Wednesday, October 26, 2016

Leo Strauss on C.S. Lewis

I have on several occasions in the past mentioned that C.S. Lewis’s short and elegant book on moral philosophy, The Abolition of Man, could be read as a preface to Leo Strauss’s much more dense Natural Right and History, and further wondered whether these roughly contemporary thinkers were ever aware of one another, despite being in different academic disciplines and in different countries.

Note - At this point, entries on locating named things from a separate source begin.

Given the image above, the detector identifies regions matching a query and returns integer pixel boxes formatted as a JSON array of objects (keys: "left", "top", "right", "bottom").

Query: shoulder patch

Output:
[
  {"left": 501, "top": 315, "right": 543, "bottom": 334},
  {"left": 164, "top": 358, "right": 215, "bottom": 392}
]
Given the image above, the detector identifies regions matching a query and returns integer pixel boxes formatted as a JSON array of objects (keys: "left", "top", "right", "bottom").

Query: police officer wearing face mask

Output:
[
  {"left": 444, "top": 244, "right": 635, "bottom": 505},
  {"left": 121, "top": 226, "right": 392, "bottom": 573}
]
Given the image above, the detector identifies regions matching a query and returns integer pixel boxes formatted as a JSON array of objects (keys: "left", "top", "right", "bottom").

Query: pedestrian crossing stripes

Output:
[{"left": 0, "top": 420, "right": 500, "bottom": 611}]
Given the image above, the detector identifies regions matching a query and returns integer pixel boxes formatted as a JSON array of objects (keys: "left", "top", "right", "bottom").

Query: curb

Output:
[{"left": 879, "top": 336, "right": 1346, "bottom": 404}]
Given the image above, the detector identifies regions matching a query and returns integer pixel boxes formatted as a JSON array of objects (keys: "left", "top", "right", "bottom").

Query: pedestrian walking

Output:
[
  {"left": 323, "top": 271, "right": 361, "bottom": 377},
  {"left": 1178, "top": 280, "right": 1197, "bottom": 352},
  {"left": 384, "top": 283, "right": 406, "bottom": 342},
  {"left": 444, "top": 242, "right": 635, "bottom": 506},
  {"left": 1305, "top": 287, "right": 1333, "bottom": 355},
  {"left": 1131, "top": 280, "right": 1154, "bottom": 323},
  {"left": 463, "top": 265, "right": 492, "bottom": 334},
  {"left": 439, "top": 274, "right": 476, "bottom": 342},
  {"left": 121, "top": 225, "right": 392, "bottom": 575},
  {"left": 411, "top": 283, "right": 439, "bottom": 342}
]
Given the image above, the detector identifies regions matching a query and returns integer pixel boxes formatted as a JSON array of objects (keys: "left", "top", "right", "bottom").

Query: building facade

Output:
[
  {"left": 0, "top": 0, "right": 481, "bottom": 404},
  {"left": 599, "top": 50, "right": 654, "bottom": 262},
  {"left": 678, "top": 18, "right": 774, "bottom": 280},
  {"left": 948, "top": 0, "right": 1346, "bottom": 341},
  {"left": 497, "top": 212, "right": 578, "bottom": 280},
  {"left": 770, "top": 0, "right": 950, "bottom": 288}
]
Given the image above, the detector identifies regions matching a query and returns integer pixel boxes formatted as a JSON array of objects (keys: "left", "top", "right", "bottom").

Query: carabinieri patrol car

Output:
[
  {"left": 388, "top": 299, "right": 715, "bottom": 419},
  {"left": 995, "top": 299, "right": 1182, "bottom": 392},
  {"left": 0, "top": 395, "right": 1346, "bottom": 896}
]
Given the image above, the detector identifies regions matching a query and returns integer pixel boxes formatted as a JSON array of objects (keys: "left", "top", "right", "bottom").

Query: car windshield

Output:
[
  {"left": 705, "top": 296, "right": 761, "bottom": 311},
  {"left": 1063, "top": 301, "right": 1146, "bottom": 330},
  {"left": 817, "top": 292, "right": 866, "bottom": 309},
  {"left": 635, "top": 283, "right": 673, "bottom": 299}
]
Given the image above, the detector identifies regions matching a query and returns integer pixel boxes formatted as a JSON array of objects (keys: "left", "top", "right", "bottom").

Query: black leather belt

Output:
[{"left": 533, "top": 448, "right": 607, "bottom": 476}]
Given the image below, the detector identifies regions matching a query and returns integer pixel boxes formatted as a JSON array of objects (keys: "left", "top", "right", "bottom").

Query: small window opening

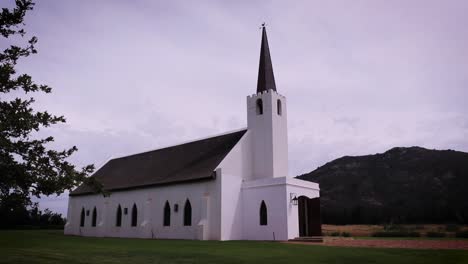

Clifford Angel Bates, a pal of mine at the University of Warsaw, passed along this interesting paragraph, taken from page 143 of the transcript of Leo Strauss’s 1962 class on Rousseau at the University of Chicago:
May I mention one point? We don’t have time to read it here: there is a book, or rather a series of lectures by C.S. Lewis, the English author, The Abolition of Man, which is worth reading from every point of view. It is his criticism of social science positivism.... And he calls these men here, in the first lecture, “men without chests,” meaning they admit bodily desires, and they admit reasoning, in a way: namely, how to get the objects of bodily desires. The other things, the values, as they are called, are merely subjective. In other words, there is a lower part of the body, stomach and below, and there is a brain; but there is nothing in between. There is no heart. This is not a bad description of this view of man. I recommend it to your reading. C.S. Lewis, The Abolition of Man, New York, 1959.
The original publication of the book was in 1943.